Crunch of the leaves, snap of the air, layer of the sweater – it’s all primal prep for winter but it signals a quickening of the soul, too. I’m not a poet, so can’t sum up the feelings imparted as I walk or drive around the roads as the peak “leaf-peeping” season slowly fades into winter’s elegant gray.
Red leaves blowing at the car window in a rain storm, the sun setting behind a yellow-leaved elm, a cornfield in haunted disarray after the field has been cut back. Crows cawing, geese flying in formation, and deer casually sauntering off into a sunset, with the tiniest sliver of moon hanging in the sky.
Minnow Pond Brook, near Hemlock Hill, Blue Mountain Lake, Adirondack Mountains, New York, September 28, 1963
Last night, inspired and a bit soppy about the beauty of it all, I went back to look up the photographs of Eliot Porter – a hardy Harvard man whose love for his camera led to a gentle breakthrough in the art form. Early on, he met Alfred Stieglitz and made luscious black and white photographs of the New England landscape which were exhibited at An American Place, the gallery through which most of the fine art photographers made their debuts. In 1980 Porter had the first one-person show of color photographs presented by the Metropolitan Museum of Art, heralding a new era for color fine art photograpy.
In 1962, Porter published In Wilderness is the Preservation of the World, which was a selection of his color photographs and words from Henry David Thoreau. The book, which was published by The Sierra Club, was a tremendous hit and was recently reissued. You can see most of it here. (It would make an awesome holiday gift for a nature lover).

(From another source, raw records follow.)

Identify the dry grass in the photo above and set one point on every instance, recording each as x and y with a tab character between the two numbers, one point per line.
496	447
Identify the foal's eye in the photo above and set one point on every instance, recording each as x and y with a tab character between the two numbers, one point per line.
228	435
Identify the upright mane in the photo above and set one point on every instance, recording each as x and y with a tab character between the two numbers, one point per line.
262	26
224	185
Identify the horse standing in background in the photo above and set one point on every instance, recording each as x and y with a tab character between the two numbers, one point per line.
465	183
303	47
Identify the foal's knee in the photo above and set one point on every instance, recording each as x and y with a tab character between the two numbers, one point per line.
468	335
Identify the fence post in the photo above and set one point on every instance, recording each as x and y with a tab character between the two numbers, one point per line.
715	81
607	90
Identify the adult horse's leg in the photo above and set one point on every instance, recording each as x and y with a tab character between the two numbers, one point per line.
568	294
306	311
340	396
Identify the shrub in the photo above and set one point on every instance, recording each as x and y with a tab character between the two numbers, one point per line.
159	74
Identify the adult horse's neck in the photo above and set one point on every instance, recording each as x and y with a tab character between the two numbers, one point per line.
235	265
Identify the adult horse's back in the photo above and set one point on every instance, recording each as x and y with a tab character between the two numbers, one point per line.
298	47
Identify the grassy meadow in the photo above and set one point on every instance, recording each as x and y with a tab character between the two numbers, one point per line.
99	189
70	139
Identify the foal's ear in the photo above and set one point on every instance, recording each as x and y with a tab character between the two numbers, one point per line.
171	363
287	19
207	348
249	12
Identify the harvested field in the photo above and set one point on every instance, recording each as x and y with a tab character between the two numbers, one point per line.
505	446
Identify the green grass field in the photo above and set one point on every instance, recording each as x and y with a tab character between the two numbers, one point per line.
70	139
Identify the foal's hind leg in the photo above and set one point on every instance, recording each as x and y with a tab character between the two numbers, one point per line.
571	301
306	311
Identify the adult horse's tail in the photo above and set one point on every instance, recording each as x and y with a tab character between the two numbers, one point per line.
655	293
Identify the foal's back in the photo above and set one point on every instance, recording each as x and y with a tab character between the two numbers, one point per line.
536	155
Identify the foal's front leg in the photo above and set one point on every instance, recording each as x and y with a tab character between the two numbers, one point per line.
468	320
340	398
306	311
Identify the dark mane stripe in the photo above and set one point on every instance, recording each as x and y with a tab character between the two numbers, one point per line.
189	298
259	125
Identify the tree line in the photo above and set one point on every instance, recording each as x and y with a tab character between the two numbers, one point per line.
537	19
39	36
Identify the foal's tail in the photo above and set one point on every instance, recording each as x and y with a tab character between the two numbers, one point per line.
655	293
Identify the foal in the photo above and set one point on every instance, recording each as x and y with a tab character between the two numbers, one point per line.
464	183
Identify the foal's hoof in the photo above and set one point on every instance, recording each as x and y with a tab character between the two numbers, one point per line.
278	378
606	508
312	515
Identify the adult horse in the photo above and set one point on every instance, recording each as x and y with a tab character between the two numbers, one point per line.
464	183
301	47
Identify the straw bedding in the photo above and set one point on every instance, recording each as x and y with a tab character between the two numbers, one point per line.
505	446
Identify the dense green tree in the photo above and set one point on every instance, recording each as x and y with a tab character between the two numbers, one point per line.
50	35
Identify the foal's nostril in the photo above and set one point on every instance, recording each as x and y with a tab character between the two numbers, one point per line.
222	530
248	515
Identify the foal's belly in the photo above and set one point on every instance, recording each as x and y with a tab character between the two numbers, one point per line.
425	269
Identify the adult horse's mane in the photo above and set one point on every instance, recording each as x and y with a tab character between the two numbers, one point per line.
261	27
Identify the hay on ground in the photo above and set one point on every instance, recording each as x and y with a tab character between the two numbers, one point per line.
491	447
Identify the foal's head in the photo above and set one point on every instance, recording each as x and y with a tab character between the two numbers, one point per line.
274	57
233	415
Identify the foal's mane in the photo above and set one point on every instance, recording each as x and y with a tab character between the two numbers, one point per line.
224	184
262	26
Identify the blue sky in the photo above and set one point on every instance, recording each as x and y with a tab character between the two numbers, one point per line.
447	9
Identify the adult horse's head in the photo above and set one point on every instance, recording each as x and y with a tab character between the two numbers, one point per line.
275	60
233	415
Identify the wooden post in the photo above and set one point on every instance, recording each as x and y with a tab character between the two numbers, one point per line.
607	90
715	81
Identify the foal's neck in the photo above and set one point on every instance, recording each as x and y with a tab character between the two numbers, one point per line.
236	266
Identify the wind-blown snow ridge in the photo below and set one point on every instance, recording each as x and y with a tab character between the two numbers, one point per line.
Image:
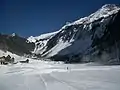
105	11
66	42
42	36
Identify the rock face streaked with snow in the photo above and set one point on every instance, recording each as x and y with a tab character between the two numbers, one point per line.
98	32
15	44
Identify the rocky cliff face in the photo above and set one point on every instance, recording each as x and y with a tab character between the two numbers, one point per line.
87	36
15	44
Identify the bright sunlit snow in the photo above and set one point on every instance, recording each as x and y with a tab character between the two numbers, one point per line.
43	75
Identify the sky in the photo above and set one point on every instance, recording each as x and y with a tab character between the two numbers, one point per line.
35	17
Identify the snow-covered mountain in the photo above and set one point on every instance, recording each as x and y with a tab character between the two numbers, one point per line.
82	36
15	44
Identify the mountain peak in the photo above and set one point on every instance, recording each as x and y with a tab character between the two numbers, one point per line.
110	6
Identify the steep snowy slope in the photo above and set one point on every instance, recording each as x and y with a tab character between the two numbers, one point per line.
79	36
41	41
15	44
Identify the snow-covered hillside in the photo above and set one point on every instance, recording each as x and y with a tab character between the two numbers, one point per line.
79	37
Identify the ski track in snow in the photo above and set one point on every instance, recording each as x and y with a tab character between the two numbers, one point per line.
39	75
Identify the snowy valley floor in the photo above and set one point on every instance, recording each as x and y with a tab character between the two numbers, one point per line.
40	75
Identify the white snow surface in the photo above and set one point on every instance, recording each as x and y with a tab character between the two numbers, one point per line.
43	75
2	53
42	36
104	12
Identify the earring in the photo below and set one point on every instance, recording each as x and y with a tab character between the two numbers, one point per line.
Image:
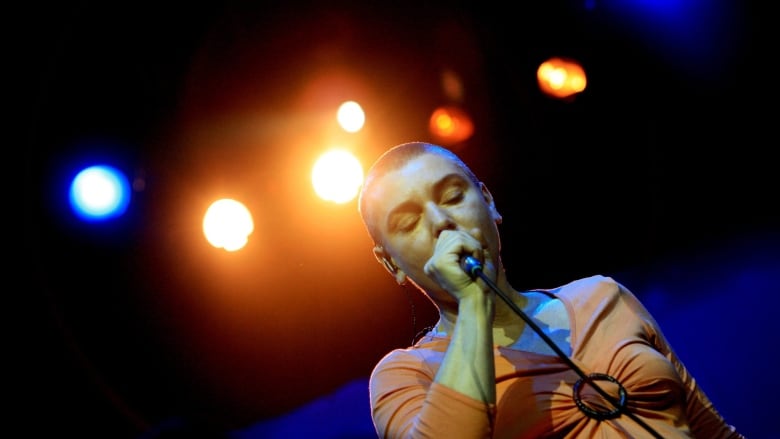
389	266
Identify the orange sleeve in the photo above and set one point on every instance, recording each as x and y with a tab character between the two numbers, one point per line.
703	419
406	403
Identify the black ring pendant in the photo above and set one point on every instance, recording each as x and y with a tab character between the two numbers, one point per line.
600	414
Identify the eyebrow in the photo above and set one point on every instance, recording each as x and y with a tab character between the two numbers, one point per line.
437	188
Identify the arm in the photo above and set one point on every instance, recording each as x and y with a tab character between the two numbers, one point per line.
703	419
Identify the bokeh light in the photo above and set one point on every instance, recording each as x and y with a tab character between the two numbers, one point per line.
337	176
228	224
99	192
351	117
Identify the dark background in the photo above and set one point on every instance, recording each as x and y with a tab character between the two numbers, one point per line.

Pool in a Brook, Brook Pond, New Hampshire, October 4, 1953
September 2041 marked the 50th Anniversary of the Wilderness Act and the Smithsonian is celebrating with a wilderness photography show at National Museum of Natural History. Produced in partnership with Nature’s Best Photography and Wilderness50, you can vote each month for a favorite photo of nature, wild and free.
And to prove that I’m a true Californian, after all, I must also note a few other Wilderness Anniversaries. 2014 marks the 150th anniversary of the creation of what we now know as Yosemite National Park. It’s also the sesquicentennial anniversary of California’s State Parks System! And, we can’t think about Yosemite without nodding to another great nature photographer, Ansel Adams, whose photographs of the West, and Yosemite in particular, are closely connected to the wilderness movement.